House debates

Wednesday, 12 August 2015

Questions without Notice

Budget

2:44 pm

Photo of Nickolas VarvarisNickolas Varvaris (Barton, Liberal Party) Share this | | Hansard source

My question is to the Treasurer. Will the Treasurer outline the impact of the budget on small businesses in Barton and other areas around the country.

2:45 pm

Photo of Joe HockeyJoe Hockey (North Sydney, Liberal Party, Treasurer) Share this | | Hansard source

I really do thank the member for Barton for his question. It was just a fortnight ago that the member for Barton and I visited a number of his own small businesses. Shelly and Guy from Admire Florist in Bexley North were very excited to see us. They gave me some flowers, which I cannot recall ever getting from anyone. They were very excited about the budget and the $20,000 instant asset write-off. They were considering purchasing a new delivery van for their business. It was a terrific Australian story of a migrant coming to Australia and having a go in a small business. Then we went around the corner to Macchina Espresso, in Kingsgrove, and met with Harry and Jo-Anne. The coffee there is ground on site and distributed to a number of businesses in the area. He had purchased new coffee machines with the $20,000 instant asset write-off. It was a great story, because we could see in front of us the real impact of our budget and the way it was helping small business.

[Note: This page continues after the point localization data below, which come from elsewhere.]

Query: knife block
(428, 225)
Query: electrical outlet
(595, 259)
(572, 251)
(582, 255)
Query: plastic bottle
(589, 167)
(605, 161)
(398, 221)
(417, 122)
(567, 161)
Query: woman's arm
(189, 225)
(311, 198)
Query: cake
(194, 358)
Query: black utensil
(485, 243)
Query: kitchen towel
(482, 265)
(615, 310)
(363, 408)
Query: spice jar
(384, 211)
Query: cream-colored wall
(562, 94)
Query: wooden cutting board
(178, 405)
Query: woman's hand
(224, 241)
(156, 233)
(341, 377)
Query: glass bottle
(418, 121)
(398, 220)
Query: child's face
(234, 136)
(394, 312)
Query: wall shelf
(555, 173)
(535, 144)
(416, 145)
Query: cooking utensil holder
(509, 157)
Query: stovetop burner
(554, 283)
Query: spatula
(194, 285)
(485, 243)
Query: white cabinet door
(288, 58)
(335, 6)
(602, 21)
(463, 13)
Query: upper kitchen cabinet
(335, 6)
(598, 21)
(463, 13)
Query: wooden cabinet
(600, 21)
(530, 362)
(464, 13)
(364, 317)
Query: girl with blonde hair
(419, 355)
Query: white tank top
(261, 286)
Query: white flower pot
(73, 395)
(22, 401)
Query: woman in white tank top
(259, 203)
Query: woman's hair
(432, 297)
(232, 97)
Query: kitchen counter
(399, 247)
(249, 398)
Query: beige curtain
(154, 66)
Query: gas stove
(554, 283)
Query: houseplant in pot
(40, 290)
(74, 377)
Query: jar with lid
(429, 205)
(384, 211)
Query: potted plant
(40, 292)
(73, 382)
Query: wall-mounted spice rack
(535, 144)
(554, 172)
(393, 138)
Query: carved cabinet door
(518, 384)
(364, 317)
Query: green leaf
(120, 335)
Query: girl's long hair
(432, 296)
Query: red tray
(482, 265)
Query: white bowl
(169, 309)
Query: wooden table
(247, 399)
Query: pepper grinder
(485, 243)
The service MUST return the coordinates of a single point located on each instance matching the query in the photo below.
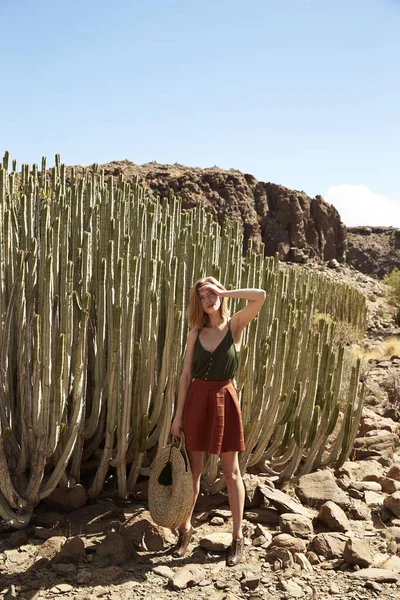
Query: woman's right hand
(176, 426)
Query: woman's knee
(233, 475)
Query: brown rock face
(374, 250)
(281, 218)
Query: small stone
(216, 542)
(357, 552)
(83, 577)
(164, 571)
(62, 588)
(217, 521)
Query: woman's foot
(183, 543)
(235, 552)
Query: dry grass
(385, 350)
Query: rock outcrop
(373, 250)
(286, 221)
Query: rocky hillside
(373, 250)
(328, 535)
(286, 221)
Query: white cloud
(358, 205)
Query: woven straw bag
(171, 485)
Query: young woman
(208, 409)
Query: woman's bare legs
(196, 460)
(185, 530)
(234, 483)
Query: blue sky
(304, 93)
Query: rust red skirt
(211, 420)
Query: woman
(208, 409)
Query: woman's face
(209, 301)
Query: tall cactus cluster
(94, 281)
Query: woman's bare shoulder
(192, 335)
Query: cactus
(93, 289)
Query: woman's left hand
(206, 288)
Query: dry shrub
(392, 388)
(385, 350)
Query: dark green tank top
(219, 365)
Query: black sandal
(235, 553)
(183, 543)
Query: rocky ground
(328, 535)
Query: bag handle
(179, 441)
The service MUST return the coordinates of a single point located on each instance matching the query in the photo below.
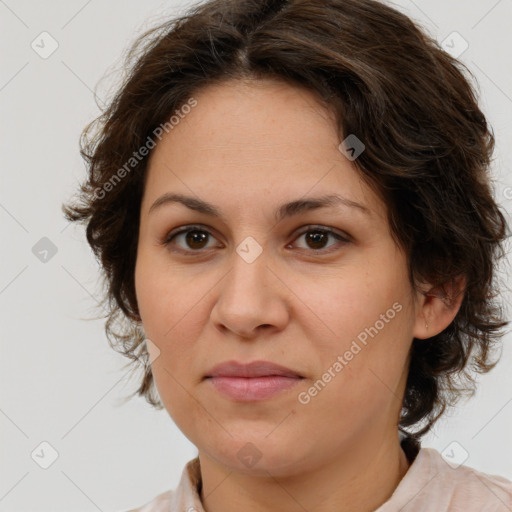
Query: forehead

It is not just the $20,000 instant asset write-off, as you can tell from the reports of JB Hi-Fi and comments by Gerry Harvey at Harvey Norman, that has had a powerful impact on retail sales. The Labor Party hates that. The Labor Party hates businesses being successful. We know that. That is why they constantly complain and constantly whinge about business—but they employ thousands of people. The government does not directly employ a hell of a lot of people in Australia, but, I tell you what, business does. If you want to lift jobs, if you want to create more jobs, you have got to give business the incentive to have a go. That is why in the last month alone 38,000 new jobs were created compared with 3,600, which was the average in the last year under Labor. It does not come about easily. For a start, you have got to lift the regulatory burden off business, and that is what we have done with our dedicated repeal days in parliament. Secondly, you have got to lift the tax burden off them. That is why we got rid of the carbon tax and why we got rid of the mining tax. That is why we delivered in the budget the biggest tax cuts for more than two million Australian small businesses. Importantly, you have got to give those businesses hope that the economy will get better, despite occasional headwinds—and we are doing that. That is why we are starting to see substantial increases in some of the business confidence data, in some of the business investment data and in consumer confidence data. It all becomes a positive cycle, and it is only the coalition that can deliver that.